EECS Seminar: Decentralized Control of Quadrotor Swarms with End-to-end Deep Reinforcement Learning
Fletcher Jones Foundation Endowed Chair
Computer Science (joint appointment in Electrical and Computer Engineering)
University of Southern California
Abstract: We have recently demonstrated the possibility of learning drone swarm controllers that are zero-shot transferable to real quadrotors via large-scale, multi-agent, end-to-end reinforcement learning. We train policies parameterized by neural networks that are capable of controlling individual drones in a swarm in a fully decentralized manner. Our policies, trained in simulated environments with realistic quadrotor physics, demonstrate advanced flocking behaviors, perform aggressive maneuvers in tight formations while avoiding collisions with each other, break and re-establish formations to avoid collisions with moving obstacles, and efficiently coordinate in pursuit-evasion tasks. The talk will describe these recent results and results of simulation analysis showing how different model architectures and parameters of the training regime influence the final performance of neural swarms. We will demonstrate the successful deployment of the model learned in simulation to highly resource-constrained physical quadrotors performing station-keeping and goal-swapping behaviors.
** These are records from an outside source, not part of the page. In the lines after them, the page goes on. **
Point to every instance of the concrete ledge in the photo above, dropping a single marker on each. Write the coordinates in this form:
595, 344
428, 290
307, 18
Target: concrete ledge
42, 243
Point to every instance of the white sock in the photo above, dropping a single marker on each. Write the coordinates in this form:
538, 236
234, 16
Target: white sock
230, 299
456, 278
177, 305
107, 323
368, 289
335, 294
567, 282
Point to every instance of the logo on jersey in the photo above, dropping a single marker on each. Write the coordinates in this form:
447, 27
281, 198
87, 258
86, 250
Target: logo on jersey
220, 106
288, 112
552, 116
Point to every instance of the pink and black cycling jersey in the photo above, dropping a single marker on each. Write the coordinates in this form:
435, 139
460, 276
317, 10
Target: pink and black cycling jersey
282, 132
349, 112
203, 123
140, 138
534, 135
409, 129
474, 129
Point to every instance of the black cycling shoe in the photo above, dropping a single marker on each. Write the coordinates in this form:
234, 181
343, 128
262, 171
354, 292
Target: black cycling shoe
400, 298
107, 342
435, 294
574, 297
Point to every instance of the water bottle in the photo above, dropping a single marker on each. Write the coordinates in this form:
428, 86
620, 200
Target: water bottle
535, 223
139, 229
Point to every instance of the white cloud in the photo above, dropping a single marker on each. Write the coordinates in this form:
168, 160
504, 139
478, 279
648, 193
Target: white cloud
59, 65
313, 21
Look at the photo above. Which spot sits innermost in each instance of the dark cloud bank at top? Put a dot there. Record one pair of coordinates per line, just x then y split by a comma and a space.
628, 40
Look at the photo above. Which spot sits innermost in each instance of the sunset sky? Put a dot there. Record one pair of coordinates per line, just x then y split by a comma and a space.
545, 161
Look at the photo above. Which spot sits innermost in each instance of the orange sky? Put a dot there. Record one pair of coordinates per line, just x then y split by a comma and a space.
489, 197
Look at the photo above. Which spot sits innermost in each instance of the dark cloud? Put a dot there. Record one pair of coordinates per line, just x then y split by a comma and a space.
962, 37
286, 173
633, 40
Bio: Gaurav S. Sukhatme is the Fletcher Jones Professor of Computer Science (joint appointment in Electrical Engineering) at the University of Southern California (USC). He served as the executive vice dean at the USC Viterbi School of Engineering from 2017-21 and the chair of the computer science department from 2012-2017. He is currently (2020-present) an Amazon Scholar. He received his undergraduate education at IIT Bombay in computer science and engineering, and M.S. and Ph.D. degrees in computer science from USC. He directs the USC Robotic Embedded Systems Laboratory, which he founded in 2000. His research interests are in multi-robot systems and robot networks. He has published extensively in these and related areas. Sukhatme has served as PI on numerous NSF, DARPA and NASA grants. He was a co-PI on the Center for Embedded Networked Sensing (CENS), an NSF Science and Technology Center. He is a fellow of the AAAI and IEEE, and a recipient of the NSF CAREER award and the Okawa Foundation research award. He is a founder of the Robotics Science and Systems conference. He was program chair of the 2008 ICRA and 2011 IROS. He is the editor-in-chief of Autonomous Robots and has served as associate editor of the IEEE TRO, the IEEE TMC, and on the editorial board of IEEE Pervasive Computing.